Any luck on those pics?


----------



## ItsADucati2012 (Dec 26, 2012)

I was thinkin about putting this carpet down. What do you think?


----------



## robbo266317 (Sep 22, 2008)

That's not a bad looking carpet. Is it darker than the picture suggests?


----------



## ALMFamily (Oct 19, 2011)

I saw that carpet here in WI as well - or something very close to it. I liked how it looked - but my wife liked the darker gray so you can guess which one we ended up with.....


----------



## robbo266317 (Sep 22, 2008)

Here are some pictures of the current possible setups for ItsADucati2012. 

His main questions concern where to set things up and what changes would you recommend.



> I have a basement/finished sort of ..the panels are driving me nuts.
> I cant stand to look at these ugly panels anymore.
> 
> I can do the work no problem.

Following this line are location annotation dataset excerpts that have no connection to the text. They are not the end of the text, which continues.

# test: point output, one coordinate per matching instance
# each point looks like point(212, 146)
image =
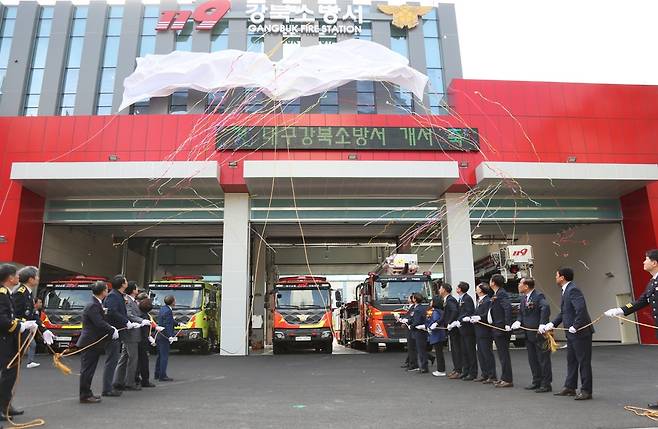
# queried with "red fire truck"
point(302, 314)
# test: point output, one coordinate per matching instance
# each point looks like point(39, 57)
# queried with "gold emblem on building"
point(404, 15)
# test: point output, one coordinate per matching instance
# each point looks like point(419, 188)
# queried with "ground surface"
point(344, 391)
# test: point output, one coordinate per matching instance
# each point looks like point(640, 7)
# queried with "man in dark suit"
point(467, 333)
point(94, 327)
point(484, 336)
point(451, 313)
point(535, 311)
point(10, 326)
point(500, 316)
point(117, 316)
point(573, 313)
point(165, 338)
point(648, 298)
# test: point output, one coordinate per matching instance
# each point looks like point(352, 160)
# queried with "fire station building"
point(359, 171)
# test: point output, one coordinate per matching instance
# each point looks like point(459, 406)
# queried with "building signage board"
point(347, 138)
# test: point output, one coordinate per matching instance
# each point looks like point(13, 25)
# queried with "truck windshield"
point(311, 297)
point(188, 298)
point(67, 299)
point(397, 292)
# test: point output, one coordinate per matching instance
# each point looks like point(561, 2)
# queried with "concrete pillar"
point(258, 288)
point(457, 244)
point(235, 275)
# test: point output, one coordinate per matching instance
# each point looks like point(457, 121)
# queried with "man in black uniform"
point(451, 312)
point(10, 327)
point(535, 311)
point(467, 333)
point(23, 299)
point(649, 297)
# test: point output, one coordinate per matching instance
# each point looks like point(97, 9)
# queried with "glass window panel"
point(432, 53)
point(36, 79)
point(40, 51)
point(430, 27)
point(10, 13)
point(436, 79)
point(329, 110)
point(80, 12)
point(105, 100)
point(116, 11)
point(44, 27)
point(78, 28)
point(68, 100)
point(71, 81)
point(107, 80)
point(111, 54)
point(113, 27)
point(8, 28)
point(47, 12)
point(75, 52)
point(32, 101)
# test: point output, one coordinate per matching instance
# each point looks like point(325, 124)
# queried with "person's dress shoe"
point(583, 396)
point(565, 392)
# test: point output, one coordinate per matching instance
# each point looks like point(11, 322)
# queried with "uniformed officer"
point(23, 300)
point(649, 297)
point(10, 327)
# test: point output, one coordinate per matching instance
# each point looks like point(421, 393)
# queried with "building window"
point(73, 60)
point(146, 46)
point(399, 43)
point(365, 90)
point(329, 100)
point(110, 59)
point(433, 61)
point(38, 65)
point(6, 35)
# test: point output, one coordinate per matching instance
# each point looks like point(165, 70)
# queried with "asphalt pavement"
point(310, 390)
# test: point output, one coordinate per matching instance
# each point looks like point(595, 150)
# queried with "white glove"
point(549, 326)
point(29, 325)
point(614, 312)
point(48, 338)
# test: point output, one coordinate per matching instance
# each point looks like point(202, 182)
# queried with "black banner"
point(347, 138)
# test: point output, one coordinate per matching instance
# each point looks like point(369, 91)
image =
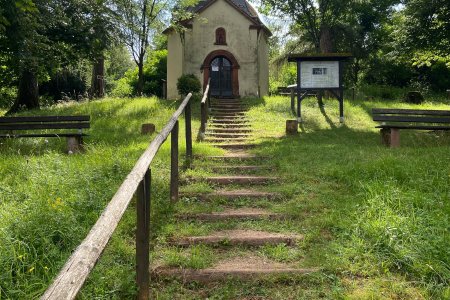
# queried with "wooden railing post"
point(204, 112)
point(188, 134)
point(174, 163)
point(143, 237)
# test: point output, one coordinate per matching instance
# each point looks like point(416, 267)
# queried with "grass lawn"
point(375, 220)
point(49, 200)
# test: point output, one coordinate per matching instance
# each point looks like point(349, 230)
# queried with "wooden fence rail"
point(78, 267)
point(205, 107)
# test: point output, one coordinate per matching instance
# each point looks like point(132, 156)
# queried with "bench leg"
point(390, 137)
point(74, 144)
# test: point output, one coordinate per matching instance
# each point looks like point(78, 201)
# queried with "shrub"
point(122, 88)
point(188, 83)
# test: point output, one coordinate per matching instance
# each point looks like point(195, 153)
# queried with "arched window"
point(221, 36)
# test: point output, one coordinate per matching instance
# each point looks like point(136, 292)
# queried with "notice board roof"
point(319, 56)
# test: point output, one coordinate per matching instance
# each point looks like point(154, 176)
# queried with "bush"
point(122, 88)
point(188, 84)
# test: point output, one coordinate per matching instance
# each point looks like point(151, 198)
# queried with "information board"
point(319, 74)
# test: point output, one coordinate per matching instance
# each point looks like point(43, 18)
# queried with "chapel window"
point(221, 36)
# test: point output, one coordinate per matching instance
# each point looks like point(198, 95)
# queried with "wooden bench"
point(290, 91)
point(29, 125)
point(395, 119)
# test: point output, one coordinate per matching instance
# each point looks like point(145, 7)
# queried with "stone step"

I just need some Ideas.
> ...


----------



## ItsADucati2012 (Dec 26, 2012)

Its found on cinemashop.com i forgot the name of it but that is a great website they have tons of carpets im going to check some out today ill take some pics at the store.

Another thing, What can i do to fix the corner slabs which are broken off the edge of the french drain.?


----------



## robbo266317 (Sep 22, 2008)

ItsADucati2012 said:


> Another thing, What can i do to fix the corner slabs which are broken off the edge of the french drain.?
> 
> View attachment 39826
> 
> ...


What is a french drain? I am unfamiliar with the term.


----------



## ItsADucati2012 (Dec 26, 2012)

http://basementdoc.com/waterproofing/french-drains/

So this is where I'm at now. I need your help with my window framing


----------



## robbo266317 (Sep 22, 2008)

What is the issue you are having with the window framing?


----------